Naar boven ↑

Rechtspraak

Uitspraakdatum

21-12-2015

ECLI

ECLI:NL:TADRARL:2015:238

Zaaknummer

15-92

Inhoudsindicatie

Niet ontvankelijk wegens tijdsverloop tussen einde opdracht in 2007 en klacht in 2014. Klagers stellingen dat hij voor het eerst in 2012 respectievelijk 2014 heeft gehoord dat hij beroep had kunnen instellen zijn niet aannemelijk geworden.

Uitspraak

Beslissing van 21 december 2015

in de zaak 15-92

naar aanleiding van de klacht van:

klager

tegen:

verweerder

1    VERLOOP VAN DE PROCEDURE

1.1    Bij brief aan de raad van 18 juni 2015 met kenmerk [y], door de raad ontvangen op 19 juni 2015, heeft de deken van de Orde van Advocaten in het arrondissement [X] de klacht ter kennis van de raad gebracht.

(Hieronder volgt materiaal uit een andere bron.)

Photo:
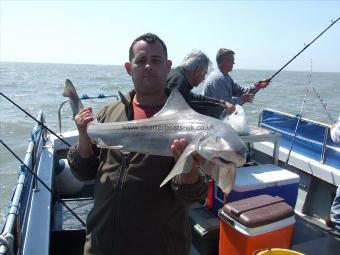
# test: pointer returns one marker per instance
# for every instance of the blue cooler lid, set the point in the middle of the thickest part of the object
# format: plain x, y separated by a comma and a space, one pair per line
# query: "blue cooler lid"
263, 176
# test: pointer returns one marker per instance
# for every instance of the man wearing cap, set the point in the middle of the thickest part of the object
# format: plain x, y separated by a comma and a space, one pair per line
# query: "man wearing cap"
220, 85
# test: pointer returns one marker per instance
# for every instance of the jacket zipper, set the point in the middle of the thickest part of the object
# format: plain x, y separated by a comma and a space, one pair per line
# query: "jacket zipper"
119, 185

1.2    De klacht is behandeld ter zitting van de raad van 24 augustus en 9 november 2015 in aanwezigheid van zowel klager als verweerder. Van beide behandelingen is proces-verbaal opgemaakt.

1.3    Tijdens de behandeling van 24 augustus 2015 is de zaak niet inhoudelijk aan de orde geweest.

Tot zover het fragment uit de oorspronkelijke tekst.